Robert, I would be interested in your methodology. My experiments with a gauss meter are something like James's. Even with one gauss meter I had a hard time getting accurate repeatability even on the same magnet. I wound up building a jig for aligning the meter and the magnet to get somewhat repeatable results, but I am sure even then my margin of error was close to four percent.
Paul, I did not use a charger that clamped to the side, which is more common method.
James, you are right in that the measurements can vary greatly. That's why I changed from my mechanical puller device to an electronic probe. And yes, I found the strength is the highest at the edges of the ends. The small probe gave reasonably repeatable measurements on the side of the magnets (as shown in the pic in the link). The figure of 40 gauss/lb was for the pull required to separate a keeper from a rough as delivered Ford magnet.
I also placed a square metal clamp used to hold the magnets to the flywheel on the side and measured the strength .030" above that. This is what the coils should typically see, and it was about 30% less then the magnet side strength (end strength being even higher).

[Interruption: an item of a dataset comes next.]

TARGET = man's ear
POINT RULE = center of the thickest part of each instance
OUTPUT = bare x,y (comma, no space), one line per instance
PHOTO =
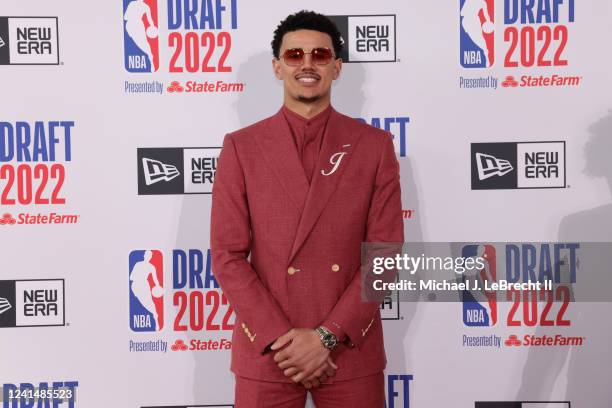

Just took a bunch of pictures but my PC is doing some thing different gave up for now on posting them.
Weight tested one magnet that was setting ends down on a machined plate for about the past four years . The magnet has just a slight grind on the legs to shine it for a good contact with what I will call a flux bar while charging. A simple 17 wrap on each leg was used with a heavy duty battery hit about four 1/4 second times with a vintage floor switch
The magnet held 8 1/2 pounds before being pulled from a machined plate.

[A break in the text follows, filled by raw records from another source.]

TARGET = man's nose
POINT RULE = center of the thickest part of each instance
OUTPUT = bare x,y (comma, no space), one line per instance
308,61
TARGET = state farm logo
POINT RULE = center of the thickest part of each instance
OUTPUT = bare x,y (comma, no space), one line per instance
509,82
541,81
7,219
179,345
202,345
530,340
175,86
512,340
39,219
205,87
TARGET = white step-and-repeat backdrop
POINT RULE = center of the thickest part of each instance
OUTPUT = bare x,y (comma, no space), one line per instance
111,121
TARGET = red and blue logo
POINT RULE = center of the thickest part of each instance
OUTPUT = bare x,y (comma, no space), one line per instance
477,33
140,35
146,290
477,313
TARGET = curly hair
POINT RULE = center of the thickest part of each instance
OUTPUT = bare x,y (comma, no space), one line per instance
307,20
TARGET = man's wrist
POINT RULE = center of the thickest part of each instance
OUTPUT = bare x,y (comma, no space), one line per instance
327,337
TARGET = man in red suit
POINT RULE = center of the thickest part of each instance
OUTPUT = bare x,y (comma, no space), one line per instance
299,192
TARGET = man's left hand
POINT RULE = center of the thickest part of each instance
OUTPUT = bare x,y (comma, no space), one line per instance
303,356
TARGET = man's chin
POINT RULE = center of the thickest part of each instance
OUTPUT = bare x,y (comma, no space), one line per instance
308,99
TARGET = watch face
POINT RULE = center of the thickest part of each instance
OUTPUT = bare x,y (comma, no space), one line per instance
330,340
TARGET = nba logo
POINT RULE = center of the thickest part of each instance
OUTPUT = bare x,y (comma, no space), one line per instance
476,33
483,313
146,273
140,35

I will see if pictures post. Magnet on top of kettle was tested. Notice how just a little of the end was ground for contact with the flux bar at the end of the charger. The black coil was used the white one was a later try with no improvement.

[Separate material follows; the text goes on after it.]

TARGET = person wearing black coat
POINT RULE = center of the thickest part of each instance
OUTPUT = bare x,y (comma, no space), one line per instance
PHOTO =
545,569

Even a minor grind as shown in the pic will make a noticeable difference in its pulling strength. After recharging my magnets averaged 345 gauss, which using my 40 gauss/lb would hold 8.6 lbs. But this is with unfinished ends.
Tom, you are right; my testing methods would never approach 1% accuracy. I used 6 magnets (12 poles) for the study. I marked each magnet in the same spot on the side that was about where the center of the clamping plate would be. I placed the probe on the marks for the measurements. I then took the average for each set of measurements to calculate the change in the strengths. I didn't know how to do a proper statistical analysis of the data. I would be glad to send you (or anyone) my spreadsheet data.
In the end it is the magneto output that really matters. My test would indicate no change in performance of a freshly charged set used within one hour (maybe possible in the Ford factory) or a set that has been sitting around without keepers for a few months. The question remains why some magnets end up weak and do benefit greatly from a recharge.
Thank-you Robert for the extra info. I never tested the keeper/non-keeper situation because as I see it, the magnets on a T flywheel are unkept. (Is that a word?) Not only are they unkept, but they are held in tension (which seems to me to be like "unkept" on steroids) due to like poles being next to a each other.
My tests on polarity swapping jibe with yours.
Thanks again for posting this.
I agree with you Robert. until todays information I might know why! My setup pushing the coils up setting them close to one side of the magnet might charge the magnet more on one side then the other. using a round wind over a rectangular magnet end might put different charging around the edge of the magnet. You caught my interest so now I will machine some hard wood about 3/8" over magnet size each way, knock the sharp corners off and wind up a rectangular coil that four steel shims cold slide between the magnet and the coil. If it works I will post it.
In your last post - did you mean 175 F ?
Ooops, yep! 175F, below the boiling point of water. Thanks Bud.